The Centers for Medicare & Medicaid Services (CMS) has introduced new medical coding changes for Medicare, raising concerns among healthcare providers about the potential negative impact on patient care quality. To learn more about these proposed coding changes, continue reading. AMGA has requested that CMS not finalize the coding changes included in the 2024 Medicare Advantage Advance Notice, which would revise diagnoses and condition categories in the hierarchical condition categories (HCC) model. According to AMGA, the proposed changes to the risk adjustment model would negatively impact healthcare providers involved in value-based care contracts.
CMS has proposed transitioning from the ICD-9 coding system to ICD-10. While AMGA supports this shift, it has raised concerns about the revised HCC model, which includes fewer ICD-10-CM codes mapped to an HCC for payment purposes. Specifically, CMS has proposed removing over 2,000 unique codes from the HCC model that cover a variety of conditions, including depressive disorder, vascular disease, rheumatoid arthritis, and diabetes with chronic conditions. AMGA’s letter to CMS noted the limited timeframe for providers to review these changes, which could affect those in value-based contracts. Participation in value-based programs already presents challenges such as investing in analytics and hiring care managers. Adding more uncertainty could discourage provider participation.
Past changes to the risk adjustment model have been phased in, allowing plans and providers to adjust their systems and anticipate potential effects. If the proposals in the Advance Notice are finalized, Medicare Advantage plans must submit bids based on the new model by June 5, 2023, just four months after CMS released the proposal. AMGA urged CMS to extend the timeline for implementing the risk adjustment changes to allow adequate time for providers and plans to consider the effects and provide feedback. AMGA also expressed concerns about the minimal information CMS has provided to stakeholders and the unclear impact of the model changes.
Specifically, the proposed changes would standardize coefficient values for the diabetes group in the HCC model, regardless of complication status. This means that diabetes with severe acute complications, chronic complications, and unspecified or no complications will all have the same weight in the risk score, despite significant differences in care needs. CMS proposed a similar change for congestive heart failure. “By proposing to collapse these HCCs into a single risk score, CMS is discounting the importance of risk adjustment in the MA program,” the letter stated. “AMGA members in any value-based care arrangement, MA or otherwise, understand how critical accurate risk adjustment is for any population health-based model.”
AMGA said removing codes from the HCC model that represent conditions common among disadvantaged populations is “in stark contrast with CMS’ commitment to advance health equity throughout our public health system.” The changes will likely reduce payments to Medicare Advantage plans, impacting provider reimbursement and patient care access. AMGA suggested that CMS not finalize the proposed changes to the HCC model and instead work with stakeholders to help providers and plans understand the proposal’s effects.
While AMGA opposed the changes to the HCC model, the organization supported CMS’ proposal to align quality measures across Medicare. The Universal Foundation measurement is similar to an AMGA 2018 initiative that created a streamlined set of quality measures to simplify the reporting process and reduce provider burden.
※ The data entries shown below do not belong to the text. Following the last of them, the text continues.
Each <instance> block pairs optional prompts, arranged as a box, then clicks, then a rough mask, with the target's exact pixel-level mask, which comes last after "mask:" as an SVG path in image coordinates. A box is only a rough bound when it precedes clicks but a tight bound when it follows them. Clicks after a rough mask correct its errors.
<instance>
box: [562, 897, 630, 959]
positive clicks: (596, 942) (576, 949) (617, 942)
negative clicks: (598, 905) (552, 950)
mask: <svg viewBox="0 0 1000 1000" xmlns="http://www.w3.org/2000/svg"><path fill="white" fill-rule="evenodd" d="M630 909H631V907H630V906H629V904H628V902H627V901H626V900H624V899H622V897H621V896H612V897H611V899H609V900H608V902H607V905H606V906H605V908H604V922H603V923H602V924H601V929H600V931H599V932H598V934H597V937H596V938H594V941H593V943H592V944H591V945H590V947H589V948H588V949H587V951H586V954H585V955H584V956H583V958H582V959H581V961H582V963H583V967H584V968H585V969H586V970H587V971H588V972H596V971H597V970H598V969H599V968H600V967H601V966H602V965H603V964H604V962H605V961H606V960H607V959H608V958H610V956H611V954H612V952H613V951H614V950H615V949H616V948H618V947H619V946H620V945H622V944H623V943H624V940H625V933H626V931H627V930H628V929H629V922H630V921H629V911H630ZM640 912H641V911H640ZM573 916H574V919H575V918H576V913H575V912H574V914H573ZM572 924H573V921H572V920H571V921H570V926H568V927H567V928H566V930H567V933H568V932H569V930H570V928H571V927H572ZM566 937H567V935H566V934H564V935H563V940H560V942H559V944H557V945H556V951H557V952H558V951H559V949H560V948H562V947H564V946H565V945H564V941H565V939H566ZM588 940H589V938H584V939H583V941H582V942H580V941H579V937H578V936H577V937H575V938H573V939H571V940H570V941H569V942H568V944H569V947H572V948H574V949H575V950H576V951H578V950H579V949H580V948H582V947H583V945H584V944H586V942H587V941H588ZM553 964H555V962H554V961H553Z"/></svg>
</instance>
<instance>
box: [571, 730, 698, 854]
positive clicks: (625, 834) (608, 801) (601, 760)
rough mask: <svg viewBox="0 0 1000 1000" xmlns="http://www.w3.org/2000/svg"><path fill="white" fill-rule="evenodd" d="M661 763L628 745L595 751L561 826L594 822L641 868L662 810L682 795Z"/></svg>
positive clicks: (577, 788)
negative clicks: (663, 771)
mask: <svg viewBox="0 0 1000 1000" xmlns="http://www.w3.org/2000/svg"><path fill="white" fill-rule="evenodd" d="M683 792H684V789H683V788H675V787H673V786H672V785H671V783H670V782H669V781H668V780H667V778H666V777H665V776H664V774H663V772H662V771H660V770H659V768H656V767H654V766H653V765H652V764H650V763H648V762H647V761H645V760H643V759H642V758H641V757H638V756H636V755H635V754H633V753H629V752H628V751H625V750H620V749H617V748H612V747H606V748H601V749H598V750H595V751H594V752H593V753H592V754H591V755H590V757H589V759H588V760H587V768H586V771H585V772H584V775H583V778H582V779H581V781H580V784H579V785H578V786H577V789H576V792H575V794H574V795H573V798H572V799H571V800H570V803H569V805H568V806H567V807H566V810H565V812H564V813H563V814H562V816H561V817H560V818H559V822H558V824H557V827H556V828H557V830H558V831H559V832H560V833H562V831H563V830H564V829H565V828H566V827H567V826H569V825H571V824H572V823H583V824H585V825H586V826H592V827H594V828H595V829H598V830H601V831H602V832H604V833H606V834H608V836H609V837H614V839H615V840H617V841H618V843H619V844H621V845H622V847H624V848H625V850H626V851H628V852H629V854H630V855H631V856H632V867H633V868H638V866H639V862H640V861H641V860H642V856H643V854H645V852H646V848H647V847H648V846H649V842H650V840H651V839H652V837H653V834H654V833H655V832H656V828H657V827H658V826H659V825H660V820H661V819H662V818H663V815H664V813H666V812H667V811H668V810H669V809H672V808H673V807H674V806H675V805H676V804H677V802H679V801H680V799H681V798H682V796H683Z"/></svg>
AMGA is not the only provider group that has voiced opposition to the removal of diagnostic codes from the HCC model. America’s Physician Groups (APG) expressed similar concerns and called on CMS to delay the proposed modifications, explain its rationale for the specific coding changes, and acknowledge that the proposals could hinder health equity and value-based care advancements. APG also commissioned an ATI Advisory analysis which found that the changes would result in fewer patient visits that count toward risk adjustment. The share of visits contributing to risk adjustment would fall by one-third for patients with psychiatric conditions, 38 percent for those with musculoskeletal conditions, and 69 percent for patients with vascular conditions.